The federal government’s bombshell announcement that it will remove 160,000 people from the National Disability Insurance Scheme (NDIS) has sent a wave of anxiety through the disability community, leaving carers and people with autism questioning where they will turn for support.
In a move designed to curb the scheme’s 10 per cent annual growth and save the budget $35 billion over the next decade, Health Minister Mark Butler confirmed yesterday the government will move away from a “diagnosis-based gateway.”
Instead, a new assessment tool – slated for 2028 – will determine eligibility based on a person’s “functional capacity.”
For the autism community, which makes up nearly half of all current participants and four in five new entrants, the news has been met with a mixture of pragmatic acceptance and deep-seated fear.
Autism Awareness Australia CEO and founder, Nicole Rogerson, said while the reforms were “long overdue” in terms of cleaning up fraud and slowing a “runaway train of costs,” the human impact remained the primary concern.
“I do hope everyone doesn’t panic too much in the short term,” Rogerson said. “People are very, very nervous. They don’t like change, and they’re nervous about what it means.”
A shift from diagnosis to need
Under the current rules, a diagnosis of Level 2 or 3 autism often guaranteed access to the scheme.
Minister Butler intends to scrap these “access lists,” arguing that the NDIS should be reserved for those with the most significant, permanent disabilities.
Rogerson said she supported the shift toward functional assessment in theory, noting that the label of autism had become so broad it often failed to describe a person’s actual struggle.
“The word itself doesn’t really tell you much about the person,” she said.
“For some people, their autism is much more of an identity… for other people, it’s a devastating, serious and profound disability that affects their whole life.
“It’s okay for us to do an assessment of need before we decide what funding someone will get.
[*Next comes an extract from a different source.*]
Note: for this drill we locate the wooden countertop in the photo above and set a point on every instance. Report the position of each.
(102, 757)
That’s just reasonable.”
However, she cautioned that the government must use a “scalpel, not a machete” when carving out these new rules, stressing that the quality of the assessment tool will be everything.
The ‘Thriving Kids’ gridlock
Rogerson said what parents feared most was being caught in a political tug-of-war. The Commonwealth’s plan relies on diverting children with “low to moderate” needs into a new $4 billion state-run program called “Thriving Kids.”
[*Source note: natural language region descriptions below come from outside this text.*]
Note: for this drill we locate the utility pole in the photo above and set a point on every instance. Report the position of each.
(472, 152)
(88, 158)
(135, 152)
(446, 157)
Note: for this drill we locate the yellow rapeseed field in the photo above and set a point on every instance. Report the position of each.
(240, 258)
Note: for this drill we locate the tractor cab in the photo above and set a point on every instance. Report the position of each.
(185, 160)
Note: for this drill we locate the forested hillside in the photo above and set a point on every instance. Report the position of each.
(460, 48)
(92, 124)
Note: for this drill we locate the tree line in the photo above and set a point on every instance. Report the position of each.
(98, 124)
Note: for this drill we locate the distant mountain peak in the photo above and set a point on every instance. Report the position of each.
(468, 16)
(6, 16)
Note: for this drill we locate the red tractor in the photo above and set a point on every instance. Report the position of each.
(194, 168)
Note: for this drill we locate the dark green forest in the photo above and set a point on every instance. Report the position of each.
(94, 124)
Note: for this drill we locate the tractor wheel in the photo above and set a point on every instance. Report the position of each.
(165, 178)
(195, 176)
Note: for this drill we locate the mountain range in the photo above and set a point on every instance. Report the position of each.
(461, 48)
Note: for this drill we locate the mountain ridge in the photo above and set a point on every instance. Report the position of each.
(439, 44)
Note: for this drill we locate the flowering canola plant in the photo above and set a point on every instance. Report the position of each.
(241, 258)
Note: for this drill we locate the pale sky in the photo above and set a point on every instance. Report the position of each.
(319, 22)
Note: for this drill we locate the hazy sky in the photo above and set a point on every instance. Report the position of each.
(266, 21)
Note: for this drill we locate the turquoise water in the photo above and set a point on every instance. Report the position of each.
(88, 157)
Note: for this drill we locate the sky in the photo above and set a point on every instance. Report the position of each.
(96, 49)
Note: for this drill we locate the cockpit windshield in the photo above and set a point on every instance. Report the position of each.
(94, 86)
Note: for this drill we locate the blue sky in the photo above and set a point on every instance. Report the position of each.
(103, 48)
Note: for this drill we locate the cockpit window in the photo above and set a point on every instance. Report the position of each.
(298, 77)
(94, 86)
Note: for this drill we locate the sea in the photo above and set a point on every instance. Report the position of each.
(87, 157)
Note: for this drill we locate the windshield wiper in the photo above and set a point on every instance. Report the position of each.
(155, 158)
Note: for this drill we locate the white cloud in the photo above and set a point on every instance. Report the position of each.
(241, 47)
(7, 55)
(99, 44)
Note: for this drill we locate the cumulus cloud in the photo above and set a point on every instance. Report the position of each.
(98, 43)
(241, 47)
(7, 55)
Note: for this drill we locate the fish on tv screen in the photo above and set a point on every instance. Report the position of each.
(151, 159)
The problem is that the program does not yet exist.
Queensland has already refused to sign on, arguing federal funding is insufficient, leaving a massive question mark over what happens to the 160,000 people scheduled to leave the NDIS.
“My biggest concern is that the federal government may have made these changes too soon before some of the state services are ready to go,” Rogerson said.
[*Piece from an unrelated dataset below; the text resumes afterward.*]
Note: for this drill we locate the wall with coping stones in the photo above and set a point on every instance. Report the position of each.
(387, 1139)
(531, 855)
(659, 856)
“Most parents will say, ‘Look, I don’t really care where my funding comes from, as long as my child’s getting the support they need.’ But they do care if the supports go away because this becomes a tug of war between the state and the federal government.”
Former Deputy Chief Medical Officer Dr Nick Coatsworth echoed the sentiment that the burden had now shifted to state premiers.
Coatworth said the 160,000 people likely to be removed were largely young boys with neurodiversity issues who “never had a place on the NDIS” and were only there because state education systems had “abandoned” them.
“Parents and carers should be deeply concerned,” Dr Coatsworth told the Today show this morning, adding that while the reforms were “absolutely necessary,” the focus must now turn to state-funded programs such as occupational and speech therapy within school communities.
“Turn your attention to your state government to make this happen for your kids,” he advised parents and carers.
For many, the NDIS has been the only “lifeboat in the ocean,” as former Minister Bill Shorten once described it.
Now, with the government aiming to shrink the scheme to 600,000 participants by 2030, families are left waiting for the “devil in the detail”, Rogerson said.
“People will accept it a lot better if this is done smartly and well,” she said.
“I’ve been saying, measure twice, cut once.”